Sunday, July 19, 2009

Steady

Sometimes I find myself longing for tragedy. Because, in my mind, tragedy= attention. And attention= love. Screwed up, isn't it?
The thing is, I'm so used to living a crisis. For years, it was one after another, most of them of my own making. I became accustomed to it, and it got so that the down time was what I felt uncomfortable with. Any steady moment felt unnatural, and I panicked. I could elaborate on reasons why I think I did/do this, but what it comes down to is this: I am afraid that anytime something starts going right, something horrible is going to happen, because that has been my overwhelming experience. So I wreck it myself before anyone else can; by doing so I feel in control.
The most recent occasion on which I tried to do this, someone was straight with me and told me basically what I just said; that every time things start going good for me, I sabotage it.
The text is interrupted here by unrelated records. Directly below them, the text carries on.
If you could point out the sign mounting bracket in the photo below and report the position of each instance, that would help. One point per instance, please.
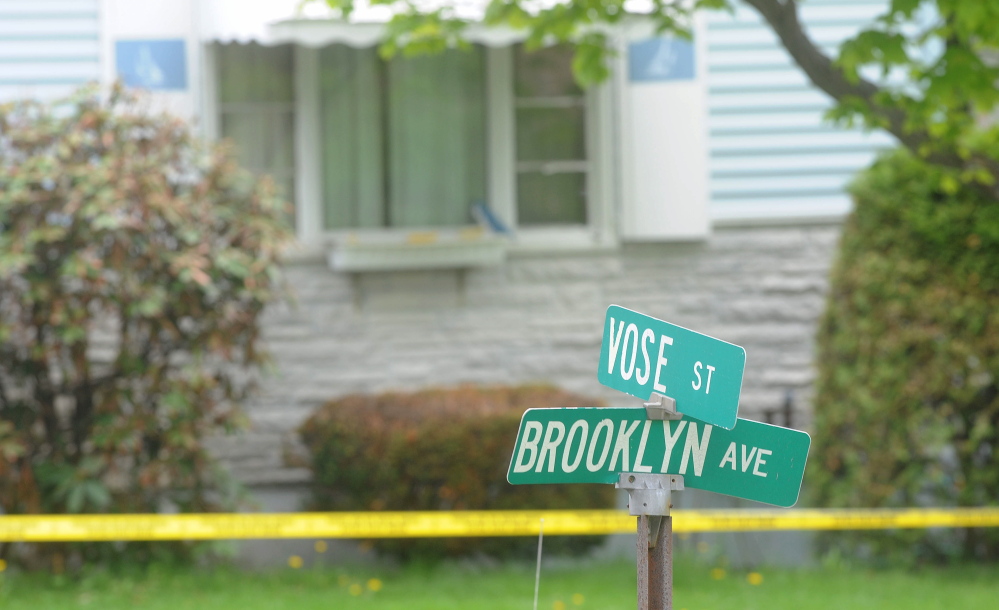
(662, 408)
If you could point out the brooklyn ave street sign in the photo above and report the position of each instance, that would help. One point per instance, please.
(753, 460)
(642, 355)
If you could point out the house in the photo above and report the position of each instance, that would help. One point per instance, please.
(468, 217)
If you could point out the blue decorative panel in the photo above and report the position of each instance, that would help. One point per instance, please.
(661, 59)
(152, 64)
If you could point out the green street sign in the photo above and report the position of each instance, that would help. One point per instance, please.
(753, 460)
(642, 355)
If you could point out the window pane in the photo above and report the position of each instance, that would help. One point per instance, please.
(351, 109)
(263, 139)
(551, 199)
(436, 138)
(255, 73)
(544, 72)
(256, 103)
(550, 134)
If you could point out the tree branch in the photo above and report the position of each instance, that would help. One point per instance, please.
(824, 74)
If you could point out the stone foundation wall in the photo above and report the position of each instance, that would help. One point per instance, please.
(536, 318)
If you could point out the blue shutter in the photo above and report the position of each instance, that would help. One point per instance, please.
(771, 154)
(49, 48)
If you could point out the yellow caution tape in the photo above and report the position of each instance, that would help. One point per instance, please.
(361, 525)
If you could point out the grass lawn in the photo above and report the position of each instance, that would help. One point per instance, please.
(589, 586)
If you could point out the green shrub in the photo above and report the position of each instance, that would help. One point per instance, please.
(907, 401)
(135, 263)
(438, 449)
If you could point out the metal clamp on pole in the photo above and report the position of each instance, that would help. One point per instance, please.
(649, 498)
(662, 408)
(650, 495)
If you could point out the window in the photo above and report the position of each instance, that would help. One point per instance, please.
(403, 141)
(389, 146)
(257, 108)
(550, 111)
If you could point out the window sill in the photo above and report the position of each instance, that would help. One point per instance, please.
(358, 251)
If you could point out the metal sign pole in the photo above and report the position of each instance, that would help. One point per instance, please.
(649, 498)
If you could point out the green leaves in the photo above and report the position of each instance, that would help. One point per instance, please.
(908, 352)
(128, 320)
(925, 70)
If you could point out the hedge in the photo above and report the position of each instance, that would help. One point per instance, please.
(907, 401)
(438, 449)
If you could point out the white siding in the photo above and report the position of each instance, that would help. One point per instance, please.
(771, 153)
(48, 47)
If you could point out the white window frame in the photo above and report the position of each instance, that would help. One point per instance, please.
(598, 232)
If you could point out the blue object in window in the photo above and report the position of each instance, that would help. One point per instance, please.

At first I was angry, mostly because this person wasn't complying with my plea for attention (which I should be used to by now). But now, more than a month later (and after lots of thought), I realize the truth of that statement.
It scares me. I have been consistantly maturing for the past year, although not without a few rough spots. Now, as I am about to head into my final year of high school, I am starting to panic. If I don't pass every class this next year, I will not be graduating. I know I can do it, but my own sin nature terrifies me, and is constantly telling me what I already *know: I'm not good enough. This feeds my fear of putting any college applications in.
I realize now that I am going to have to put all my trust in God, knowing that He will put me in whatever college He wants me to be in, one way or another.
That brings me to another point. Because of how I lived in constant state of crisis before, I do not know how to rely on God on a day-to-day basis. I'm so used to just needing Him to pull me through the tough times because, well, they were all the time. Now that my life is significantly steadier, I am having trouble being close to Him regularly. I know what to do, how to do it; I just lack the motivation without a crisis.
So that is what I had to say about being steady. That, and that I'm working on it.